2024-07-22 15:42:20,839	INFO util.py:154 -- Missing packages: ['ipywidgets']. Run `pip install -U ipywidgets`, then restart the notebook server for rich notebook output.


In [2]:
model, train_dataloader, val_dataloader = decoder_transformer.train_loop(config, raw_data, verbose=True, 
                                                                         return_model=True, return_data=True)

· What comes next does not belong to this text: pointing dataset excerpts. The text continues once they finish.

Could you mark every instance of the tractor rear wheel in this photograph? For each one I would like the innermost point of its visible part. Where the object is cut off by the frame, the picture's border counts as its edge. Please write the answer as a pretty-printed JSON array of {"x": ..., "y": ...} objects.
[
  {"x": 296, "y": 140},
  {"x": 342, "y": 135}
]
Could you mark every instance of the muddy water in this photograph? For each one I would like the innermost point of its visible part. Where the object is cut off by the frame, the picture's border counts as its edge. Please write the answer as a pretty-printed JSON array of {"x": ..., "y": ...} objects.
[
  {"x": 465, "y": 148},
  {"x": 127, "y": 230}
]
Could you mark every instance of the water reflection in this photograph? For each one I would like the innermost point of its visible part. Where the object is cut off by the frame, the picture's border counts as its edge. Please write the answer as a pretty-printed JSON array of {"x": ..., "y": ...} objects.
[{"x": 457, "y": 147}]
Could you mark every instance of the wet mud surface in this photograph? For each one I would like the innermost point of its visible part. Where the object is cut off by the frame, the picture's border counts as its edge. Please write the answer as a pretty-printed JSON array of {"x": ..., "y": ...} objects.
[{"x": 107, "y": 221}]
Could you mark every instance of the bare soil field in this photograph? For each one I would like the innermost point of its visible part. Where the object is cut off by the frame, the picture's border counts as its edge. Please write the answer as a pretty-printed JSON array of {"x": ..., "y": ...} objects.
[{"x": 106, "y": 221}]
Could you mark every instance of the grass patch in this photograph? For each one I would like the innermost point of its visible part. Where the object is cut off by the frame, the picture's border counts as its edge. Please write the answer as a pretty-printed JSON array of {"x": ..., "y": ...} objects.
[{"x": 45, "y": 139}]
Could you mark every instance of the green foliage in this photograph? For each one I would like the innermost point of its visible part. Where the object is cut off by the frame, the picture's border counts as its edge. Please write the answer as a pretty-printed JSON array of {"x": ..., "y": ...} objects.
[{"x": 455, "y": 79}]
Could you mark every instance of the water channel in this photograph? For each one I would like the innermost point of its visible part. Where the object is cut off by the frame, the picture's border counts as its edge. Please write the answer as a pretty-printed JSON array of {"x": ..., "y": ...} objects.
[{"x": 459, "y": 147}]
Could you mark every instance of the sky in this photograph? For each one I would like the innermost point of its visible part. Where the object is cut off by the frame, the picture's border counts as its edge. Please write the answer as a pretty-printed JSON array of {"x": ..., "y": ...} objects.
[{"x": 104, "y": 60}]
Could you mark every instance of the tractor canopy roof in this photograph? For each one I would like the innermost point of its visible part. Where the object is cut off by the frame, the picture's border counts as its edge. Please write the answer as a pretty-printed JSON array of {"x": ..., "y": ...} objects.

  X = torch.tensor(sample[:-shift_step])
  y = torch.tensor(sample[shift_step:])


Epoch 0, train loss: 0.17602567699849606, val loss: 0.02089956253292454
Epoch 1, train loss: 0.01883792527318001, val loss: 0.018057114652292743
Epoch 2, train loss: 0.017991875100135803, val loss: 0.01799545001689416
Epoch 3, train loss: 0.01791250951886177, val loss: 0.017914207533571373
Epoch 4, train loss: 0.020131711181998253, val loss: 0.01804883519460441
Epoch 5, train loss: 0.017911969393491746, val loss: 0.017978901518093553
Epoch 6, train loss: 0.017857039558887483, val loss: 0.017970495270031275
Epoch 7, train loss: 0.01785421078503132, val loss: 0.01788157969713211
Epoch 8, train loss: 0.017914129328727723, val loss: 0.017958788141892973
Epoch 9, train loss: 0.01784638808965683, val loss: 0.018296154429483565
Epoch 10, train loss: 0.018843798154592514, val loss: 0.01786307674969078
Epoch 11, train loss: 0.017843603318929674, val loss: 0.017902180825354188
Epoch 12, train loss: 0.017826000770926477, val loss: 0.017802598951443746
Epoch 13, train loss: 0.01784628832936287, va

In [3]:
def generate_next_token(model, token_seq, config, max_new_tokens=1):
    model.eval()
    for _ in range(max_new_tokens):
        # if the sequence context is growing too long we must crop it at context_size
        token_seq_cond = token_seq if token_seq.size(1) <= config["context_size"] else token_seq[:, -config["context_size"]:]
        # forward the model to get the logits for the index in the sequence
        logits, _ = model(token_seq_cond)
        token_seq_next = torch.argmax(logits, dim=-1)
        # append sampled index to the running sequence and continue
        token_seq = torch.cat((token_seq, token_seq_next), dim=1)

    return token_seq
    

In [4]:
correct, total = 0, 0
for batch in val_dataloader:
    X, y = batch
    X = X.to(config["device"])
    y = y.to(config["device"])
    y_pred = generate_next_token(model, X, config, max_new_tokens=1)
    correct += (y_pred[:,-1] == y[:,-1]).sum().item()
    total += y.shape[0]
    
print("Number of samples on the validation dataset:", len(val_dataloader.dataset))
print(f"Last token accuracy: {round(100*correct/total, 2)} %")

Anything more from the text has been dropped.